With spring break behind us, I feel it is very appropriate to touch on a fear that probably affected about a third of our student population: miss-a-plane-o-phobia. While this particular trepidation might not affect us on a daily basis, when it hits, boy, does it hit hard. Allow me to recount for you my particular run-in with MaP-o-P. What follows - an entry from my personal journal- is a series of events so random, so strangely evil in nature, that it almost hurts to retell. Actually, I take it back. It feels pretty good.
On Thursday the 15 of March, it was 60 degrees outside. I wore a T-shirt.
On Friday the 16 of March, it was 20 degrees and blizzarding. After math class, I hightailed my way to the campus center to catch the Joey from Tufts to Davis. Keep in mind, it's blizzarding outside. The Joey was cram-packed, and just as I managed to carve my self a hole in which to stand, the driver informed us that we were on the wrong bus. Thanks for telling us sooner, butthole.

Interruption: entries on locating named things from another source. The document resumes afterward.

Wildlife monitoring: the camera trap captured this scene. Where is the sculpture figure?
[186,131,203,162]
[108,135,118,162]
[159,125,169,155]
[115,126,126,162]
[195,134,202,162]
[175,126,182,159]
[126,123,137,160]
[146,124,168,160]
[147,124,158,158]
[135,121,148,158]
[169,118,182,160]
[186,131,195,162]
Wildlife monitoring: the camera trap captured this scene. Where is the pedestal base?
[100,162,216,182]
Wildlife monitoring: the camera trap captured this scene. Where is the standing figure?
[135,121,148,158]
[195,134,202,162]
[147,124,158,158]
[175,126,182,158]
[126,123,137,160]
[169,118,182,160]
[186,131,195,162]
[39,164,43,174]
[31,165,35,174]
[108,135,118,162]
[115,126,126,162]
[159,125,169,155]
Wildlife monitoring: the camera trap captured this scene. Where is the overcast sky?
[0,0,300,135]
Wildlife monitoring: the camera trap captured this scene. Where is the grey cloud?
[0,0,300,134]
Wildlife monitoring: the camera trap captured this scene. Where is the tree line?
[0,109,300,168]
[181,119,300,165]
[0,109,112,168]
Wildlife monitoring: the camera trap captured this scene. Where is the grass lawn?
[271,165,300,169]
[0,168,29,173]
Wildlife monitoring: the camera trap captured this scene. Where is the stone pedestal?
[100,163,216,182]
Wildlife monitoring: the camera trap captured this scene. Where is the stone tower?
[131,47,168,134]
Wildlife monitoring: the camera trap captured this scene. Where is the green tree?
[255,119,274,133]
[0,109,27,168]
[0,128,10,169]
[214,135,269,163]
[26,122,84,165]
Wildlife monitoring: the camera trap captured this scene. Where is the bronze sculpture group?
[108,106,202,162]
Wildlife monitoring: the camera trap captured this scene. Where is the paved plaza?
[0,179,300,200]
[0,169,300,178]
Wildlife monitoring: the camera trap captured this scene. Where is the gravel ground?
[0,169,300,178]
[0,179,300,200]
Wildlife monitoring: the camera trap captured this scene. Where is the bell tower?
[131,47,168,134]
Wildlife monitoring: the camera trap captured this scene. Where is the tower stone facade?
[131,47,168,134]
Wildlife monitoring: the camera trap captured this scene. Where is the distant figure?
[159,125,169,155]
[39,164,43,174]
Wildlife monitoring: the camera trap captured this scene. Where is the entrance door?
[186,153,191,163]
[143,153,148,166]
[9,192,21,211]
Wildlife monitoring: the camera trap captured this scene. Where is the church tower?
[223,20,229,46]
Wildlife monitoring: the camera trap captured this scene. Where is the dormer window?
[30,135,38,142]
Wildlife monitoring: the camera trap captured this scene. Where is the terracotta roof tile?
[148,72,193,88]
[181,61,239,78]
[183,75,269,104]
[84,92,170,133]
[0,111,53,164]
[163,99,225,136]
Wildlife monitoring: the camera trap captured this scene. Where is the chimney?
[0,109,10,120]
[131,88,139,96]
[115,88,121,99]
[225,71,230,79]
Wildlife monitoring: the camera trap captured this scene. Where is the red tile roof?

We all changed busses. I rode the bus to Davis, caught the T to South Station, rode the silver line to Logan, and walked in the door to find a line that quadruple-backed and snaked down the entire ticketing hallway. Maybe 500 people. I got in the line. My blood pressure rose a couple hundred points. I waited in the line. After about an hour and a half, a woman approached me and told me that I was standing in the wrong line. I got out of the line. I walked down the hall. I saw another line, almost equal in length. I got in the line. You may be thinking, "Olivia - silly you. Use a kiosk!" Apparently, every US Air kiosk was down.
There was inclement weather in Washington, D.C., Philadelphia and New York, so just about everyone was screwed. I waited another hour in that line, praying. Just then, a miracle happened. I looked to my left to see a man playing around with a kiosk. He was alone, and semi-lost looking. He hit a few buttons, reached below the machine, and a ticket came out. I was stunned.
I ran over the machine, punched in my confirmation number, and I got my tickets. I thought I was made in the shade. I hightailed it through security to my gate, and was feeling pretty good about myself (my flight was just about the only one on time and scheduled to take off), when the clerk announced that the flight would be coming in a little late. "That's okay," I thought. "I have a two-hour grace period in Charlotte. That flight will probably be put off, too."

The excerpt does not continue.